Wednesday, April 7, 2010

Using Jing and Podcasts as Teaching Tools

I used Jing to create this tutorial to help students recognize distinct patterns when multiplying polynomials so that factoring polynomials will be easier.


When teaching a specific subject, such as math, I like to take 2 days per month and do something different. In this case I would do something that is NOT math related. Usually I like to read poetry and have the students respond or I bring in an art project. With podcasts, assigning fun non-math homework is even easier because I can record myself reading the poem/instructions, asking questions, and giving suggestions. The following podcast is of myself reading a poem and then asking the students their opinion.
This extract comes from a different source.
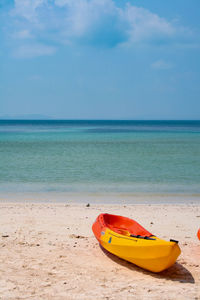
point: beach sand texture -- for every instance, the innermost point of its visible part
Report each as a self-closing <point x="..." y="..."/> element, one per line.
<point x="48" y="251"/>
The podcast would be accompanied by a typed version of the poem similar to this

The Poet by Jane Hirshfield
"She is working now, in a room
not unlike this one,
the one where I write, or you read.
Her table is covered with paper.
The light of the lamp would be
tempered by the shade, where the bulb's
single harshness might dissolve,
but it is not, she has taken it off.
Her poems? I will never know them,
though they are the ones I most need.
Even the alphabet she writes in
I cannot decipher. Her chair-
Let us imagine whether it is leather
or canvas, vinyl or wicker. Let her
have a chair, her shadeless lamp,
the table. Let one or two she loves
be in the next room. Let the door
be closed, the sleeping ones healthy.
Let her have time, and silence,
enough paper to make mistakes and go on."
Moyers, Bill. Fooling with Words. New York: HarperCollins Publishers Inc., 1999. Print.